手を引くのは栄人で、自分が優人の所に行くことなどできるわけがないことを。
早和はこの夢をみる前から、自分が優人を愛していることに気付いていた。
けれど、優人に気持ちを伝えることなどできないし、それは優人を困らせるだけだ。
そして何より、自分を心から愛してくれている栄人を傷付けることになる。
早和は会社でも二人の前でも今まで通りにしていたが、その心の叫びが毎晩夢となって早和を苦しめていた。

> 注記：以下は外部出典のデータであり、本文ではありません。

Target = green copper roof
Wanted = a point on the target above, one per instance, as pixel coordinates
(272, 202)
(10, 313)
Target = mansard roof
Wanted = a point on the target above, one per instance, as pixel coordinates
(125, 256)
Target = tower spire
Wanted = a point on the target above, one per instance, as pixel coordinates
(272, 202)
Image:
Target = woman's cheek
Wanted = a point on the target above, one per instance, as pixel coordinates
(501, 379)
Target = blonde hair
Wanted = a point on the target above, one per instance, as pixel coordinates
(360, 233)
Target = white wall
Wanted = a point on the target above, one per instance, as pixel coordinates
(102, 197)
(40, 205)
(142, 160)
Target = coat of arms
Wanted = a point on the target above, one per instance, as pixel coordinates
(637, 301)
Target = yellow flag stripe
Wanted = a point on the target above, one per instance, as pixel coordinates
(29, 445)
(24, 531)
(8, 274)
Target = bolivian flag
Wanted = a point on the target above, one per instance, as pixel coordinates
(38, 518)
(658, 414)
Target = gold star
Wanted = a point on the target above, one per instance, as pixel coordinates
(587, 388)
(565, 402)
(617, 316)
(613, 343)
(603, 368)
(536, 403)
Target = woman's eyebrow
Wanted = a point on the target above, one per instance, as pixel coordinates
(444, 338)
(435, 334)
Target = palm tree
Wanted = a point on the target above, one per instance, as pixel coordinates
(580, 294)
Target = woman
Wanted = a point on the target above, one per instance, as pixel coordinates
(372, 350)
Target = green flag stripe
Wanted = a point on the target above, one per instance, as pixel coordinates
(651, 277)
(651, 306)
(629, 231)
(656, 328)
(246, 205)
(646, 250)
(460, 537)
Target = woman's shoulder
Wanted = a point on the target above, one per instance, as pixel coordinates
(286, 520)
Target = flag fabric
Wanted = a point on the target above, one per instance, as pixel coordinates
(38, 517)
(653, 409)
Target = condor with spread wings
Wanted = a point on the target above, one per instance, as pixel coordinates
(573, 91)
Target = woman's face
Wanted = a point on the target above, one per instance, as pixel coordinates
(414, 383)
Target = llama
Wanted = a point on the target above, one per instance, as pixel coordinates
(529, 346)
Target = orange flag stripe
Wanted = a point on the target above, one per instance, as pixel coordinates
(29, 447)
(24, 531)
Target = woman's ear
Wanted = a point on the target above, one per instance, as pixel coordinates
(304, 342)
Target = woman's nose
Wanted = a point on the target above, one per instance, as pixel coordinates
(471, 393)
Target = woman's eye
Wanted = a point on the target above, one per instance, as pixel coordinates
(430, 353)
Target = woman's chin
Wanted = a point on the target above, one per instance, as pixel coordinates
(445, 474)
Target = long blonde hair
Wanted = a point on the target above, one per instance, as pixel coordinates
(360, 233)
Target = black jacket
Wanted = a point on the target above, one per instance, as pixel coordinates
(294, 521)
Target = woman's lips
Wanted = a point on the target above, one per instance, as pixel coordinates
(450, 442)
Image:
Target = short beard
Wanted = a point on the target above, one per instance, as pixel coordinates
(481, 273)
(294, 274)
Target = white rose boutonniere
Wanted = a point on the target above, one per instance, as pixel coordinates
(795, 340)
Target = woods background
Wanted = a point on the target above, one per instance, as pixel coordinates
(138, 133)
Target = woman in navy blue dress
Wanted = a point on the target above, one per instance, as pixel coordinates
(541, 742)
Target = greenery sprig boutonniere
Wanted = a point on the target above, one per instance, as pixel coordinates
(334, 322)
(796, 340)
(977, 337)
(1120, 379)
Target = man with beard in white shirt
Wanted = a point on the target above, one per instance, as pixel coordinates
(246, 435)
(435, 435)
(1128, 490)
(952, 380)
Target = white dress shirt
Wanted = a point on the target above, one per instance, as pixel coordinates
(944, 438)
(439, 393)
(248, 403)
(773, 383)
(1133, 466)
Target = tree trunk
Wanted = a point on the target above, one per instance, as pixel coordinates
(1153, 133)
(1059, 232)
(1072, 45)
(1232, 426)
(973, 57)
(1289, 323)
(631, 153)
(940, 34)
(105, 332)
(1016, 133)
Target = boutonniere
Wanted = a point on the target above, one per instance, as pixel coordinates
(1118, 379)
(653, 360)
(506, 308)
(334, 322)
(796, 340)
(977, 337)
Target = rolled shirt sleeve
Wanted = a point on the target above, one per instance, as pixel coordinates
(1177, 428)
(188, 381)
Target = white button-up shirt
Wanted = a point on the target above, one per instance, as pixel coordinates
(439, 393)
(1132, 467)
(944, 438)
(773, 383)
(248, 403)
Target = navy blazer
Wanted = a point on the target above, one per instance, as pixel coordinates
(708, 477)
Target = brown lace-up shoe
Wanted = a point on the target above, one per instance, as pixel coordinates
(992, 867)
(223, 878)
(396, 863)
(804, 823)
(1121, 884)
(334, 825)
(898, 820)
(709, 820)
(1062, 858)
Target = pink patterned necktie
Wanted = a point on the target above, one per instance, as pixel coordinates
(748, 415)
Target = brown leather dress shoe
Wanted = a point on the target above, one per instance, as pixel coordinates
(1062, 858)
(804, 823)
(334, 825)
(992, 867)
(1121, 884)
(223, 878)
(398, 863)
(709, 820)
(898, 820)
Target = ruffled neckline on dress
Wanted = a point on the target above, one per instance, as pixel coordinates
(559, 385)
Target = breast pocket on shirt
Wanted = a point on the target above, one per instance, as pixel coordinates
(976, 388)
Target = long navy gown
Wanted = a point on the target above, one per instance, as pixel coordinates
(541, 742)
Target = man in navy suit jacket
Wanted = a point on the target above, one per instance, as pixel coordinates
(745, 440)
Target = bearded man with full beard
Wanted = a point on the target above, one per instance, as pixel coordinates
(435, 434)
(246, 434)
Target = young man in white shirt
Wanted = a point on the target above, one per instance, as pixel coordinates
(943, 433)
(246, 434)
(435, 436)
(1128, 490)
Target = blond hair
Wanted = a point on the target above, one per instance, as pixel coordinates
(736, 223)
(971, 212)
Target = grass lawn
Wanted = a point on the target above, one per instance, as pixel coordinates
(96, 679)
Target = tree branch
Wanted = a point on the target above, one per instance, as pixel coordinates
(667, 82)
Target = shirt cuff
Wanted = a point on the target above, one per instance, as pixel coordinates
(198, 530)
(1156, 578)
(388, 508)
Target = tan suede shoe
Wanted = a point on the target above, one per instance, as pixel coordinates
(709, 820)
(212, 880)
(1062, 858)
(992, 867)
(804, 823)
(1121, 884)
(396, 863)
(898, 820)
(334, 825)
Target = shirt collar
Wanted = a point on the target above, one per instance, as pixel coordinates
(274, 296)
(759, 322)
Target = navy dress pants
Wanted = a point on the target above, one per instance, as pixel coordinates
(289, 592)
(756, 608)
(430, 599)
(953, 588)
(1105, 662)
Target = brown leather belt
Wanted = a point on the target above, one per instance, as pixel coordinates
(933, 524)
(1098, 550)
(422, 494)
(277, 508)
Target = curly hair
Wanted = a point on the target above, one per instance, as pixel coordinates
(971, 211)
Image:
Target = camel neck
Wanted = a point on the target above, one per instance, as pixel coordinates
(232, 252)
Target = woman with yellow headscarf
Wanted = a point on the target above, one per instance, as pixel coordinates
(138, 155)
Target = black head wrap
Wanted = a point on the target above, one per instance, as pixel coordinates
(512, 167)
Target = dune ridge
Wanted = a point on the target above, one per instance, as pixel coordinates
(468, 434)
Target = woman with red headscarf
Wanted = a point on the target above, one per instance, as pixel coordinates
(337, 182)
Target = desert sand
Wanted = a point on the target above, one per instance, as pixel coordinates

(この気持ちのままでは結婚できない。きっと、みんなを不幸にしてしまう・・・。)

分かっていたが、早和はどうすることもできずにいた。
そんな時、あの事件は起こった・・・。


「もう、すっかり暗くなっちゃった。」

早和は、今日も栄人達のマンションに行っていた。
結婚式まで後一週間となり毎日のように来ていたが、夜は眠れないと分かっていたので、泊まっていくように言う栄人に何とか言い訳をして、毎日帰るようにしていた。
いつもなら栄人が駅まで送ってくれるのだが、今日は仲人の新庄夫婦も来ていた為、二人を家まで送って行くように、栄人に言ったのだった。
優人も学校の集まりとかで、まだ帰って来ていなかった。
早和自身、一人になって夜風に吹かれながら心の中を整理したかった。